If you're the type to play favorites, one of your ships may be designated as the Flagship of the Navy, giving it a special status as essentially the embodiment of your Navy as a whole. The best sailors and officers in the entire navy will be moved to the ship's staff, giving it several bonuses to the stats that they effect, such as Cohesion. Typically this status should be reserved for the largest, most important ship (hopefully under an Admiral's supervision), both to take the most advantage of the skills, and because of the drawback associated: If the Flagship sinks, the rest of your sailors will suffer a major Morale penalty, which may lead to problems in your Fleets.
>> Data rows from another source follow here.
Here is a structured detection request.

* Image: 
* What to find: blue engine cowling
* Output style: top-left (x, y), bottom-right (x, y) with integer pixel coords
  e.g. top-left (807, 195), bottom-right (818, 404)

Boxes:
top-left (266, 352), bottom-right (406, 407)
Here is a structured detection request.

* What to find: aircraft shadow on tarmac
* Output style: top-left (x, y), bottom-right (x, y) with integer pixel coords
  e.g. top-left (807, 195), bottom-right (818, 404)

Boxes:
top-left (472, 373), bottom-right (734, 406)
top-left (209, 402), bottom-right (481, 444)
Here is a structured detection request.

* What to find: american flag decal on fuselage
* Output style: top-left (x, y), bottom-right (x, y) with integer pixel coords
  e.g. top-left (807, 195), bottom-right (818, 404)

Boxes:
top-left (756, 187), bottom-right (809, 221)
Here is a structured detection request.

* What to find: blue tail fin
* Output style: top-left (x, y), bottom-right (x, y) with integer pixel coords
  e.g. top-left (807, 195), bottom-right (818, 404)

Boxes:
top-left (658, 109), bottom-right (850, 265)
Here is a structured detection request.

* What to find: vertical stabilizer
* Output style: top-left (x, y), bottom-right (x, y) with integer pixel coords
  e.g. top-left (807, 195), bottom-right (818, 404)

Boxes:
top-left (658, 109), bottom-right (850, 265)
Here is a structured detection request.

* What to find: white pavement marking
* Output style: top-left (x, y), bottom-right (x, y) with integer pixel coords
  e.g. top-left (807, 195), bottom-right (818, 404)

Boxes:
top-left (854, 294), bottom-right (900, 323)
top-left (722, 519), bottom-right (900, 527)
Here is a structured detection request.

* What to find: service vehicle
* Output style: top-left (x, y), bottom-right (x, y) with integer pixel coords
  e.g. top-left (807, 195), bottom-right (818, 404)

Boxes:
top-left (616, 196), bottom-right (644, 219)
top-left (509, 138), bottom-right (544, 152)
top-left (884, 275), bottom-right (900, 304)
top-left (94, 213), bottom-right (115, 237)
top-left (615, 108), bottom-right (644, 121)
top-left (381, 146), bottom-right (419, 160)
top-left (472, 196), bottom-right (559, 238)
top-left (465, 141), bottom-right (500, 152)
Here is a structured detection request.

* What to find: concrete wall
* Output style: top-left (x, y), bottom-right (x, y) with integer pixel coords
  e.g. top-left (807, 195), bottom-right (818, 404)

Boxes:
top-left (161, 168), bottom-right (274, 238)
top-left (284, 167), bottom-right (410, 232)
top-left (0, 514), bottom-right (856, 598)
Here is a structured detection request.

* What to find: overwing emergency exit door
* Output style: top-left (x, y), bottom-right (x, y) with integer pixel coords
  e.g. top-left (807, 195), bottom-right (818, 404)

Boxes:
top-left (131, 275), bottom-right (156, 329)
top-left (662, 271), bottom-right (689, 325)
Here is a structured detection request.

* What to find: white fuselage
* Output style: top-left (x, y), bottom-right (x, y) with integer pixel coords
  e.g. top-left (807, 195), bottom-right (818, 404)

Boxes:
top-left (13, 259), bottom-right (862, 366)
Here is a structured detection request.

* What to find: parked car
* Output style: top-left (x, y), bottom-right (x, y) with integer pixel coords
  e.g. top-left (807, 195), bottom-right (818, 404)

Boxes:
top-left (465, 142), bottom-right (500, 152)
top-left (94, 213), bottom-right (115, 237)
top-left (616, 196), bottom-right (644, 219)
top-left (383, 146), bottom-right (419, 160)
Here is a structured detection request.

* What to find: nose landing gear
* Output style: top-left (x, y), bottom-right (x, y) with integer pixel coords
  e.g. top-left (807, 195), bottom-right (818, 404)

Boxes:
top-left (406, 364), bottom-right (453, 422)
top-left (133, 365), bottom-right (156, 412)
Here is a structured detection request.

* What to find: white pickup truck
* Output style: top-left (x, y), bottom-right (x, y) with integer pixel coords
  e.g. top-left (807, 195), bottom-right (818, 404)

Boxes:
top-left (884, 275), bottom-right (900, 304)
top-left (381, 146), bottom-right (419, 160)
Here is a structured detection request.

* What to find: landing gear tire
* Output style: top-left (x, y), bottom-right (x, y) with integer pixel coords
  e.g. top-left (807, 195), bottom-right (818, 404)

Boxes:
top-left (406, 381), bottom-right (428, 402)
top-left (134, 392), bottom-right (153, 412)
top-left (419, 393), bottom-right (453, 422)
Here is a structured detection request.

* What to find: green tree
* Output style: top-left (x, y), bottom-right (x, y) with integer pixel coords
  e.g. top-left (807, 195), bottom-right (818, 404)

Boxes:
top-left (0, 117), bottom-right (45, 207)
Like with the Ground Forces, you also have the power to appoint the Head of your Navy. Be it a politician like Winston Churchill (who was First Sea Lord in 1914) or an Admiral like Alfred von Tirpitz (Großadmiral of the Kaiserliche Marine), the Leader of your navy will bring unique benefits to all your Fleets. He's also able to be assisted by a member of the Admiralty to enhance the effects further.
In the Naval Overview, you can see the composition of your Fleets at a glance in two different ways. First is the actual Order of Battle of your Navy itself. There's also a comprehensive listing of all ships in your entire Navy, organized by type. This makes it easy and quick to judge your strength in the seas at a glance, especially important if you have an idea of your enemy's Navy size or want to make sure all your most important ships survived a battle.
Below that, you can see all of the ships you currently have under construction. This includes both ships being build for your own Navy, as well as ships that you're currently building for other Navies. Indeed, in Fields of History, you can build ships for other Nations, such as the Chilean Dreadnought Almirante Latorre, which is nearing completion at the beginning of 1914.
This Devlog is coming to an end, but before that, we would like to thank the historians who have documented the Royal Navy in this time period for both preserving this important history that was necessary to create the accurate depiction in Fields of History. You can find the sources we used for this purpose here:
- The Monthly Navy List on The National Library of Scotland
- The Royal Navy on Naval Encyclopedia
- Dreadnought Battleships List on World War 1 Naval Combat
- British Warships, 1914-1919 by F.J. Dittmar & J.J. Colledge
- Royal Navy on The Dreadnought Project
- Royal Navy on Navypedia
With that said, thank you for continuing to follow and support us in this Project. Enjoy your shore leave while it lasts: now that you've got your sea legs, in the next Devlog we're taking another in-depth look at a Navy, this time the favorite of Reinhard Scheer, Friedrich von Ingenohl and Franz Hipper: Die Kaiserliche Marine of the German Empire!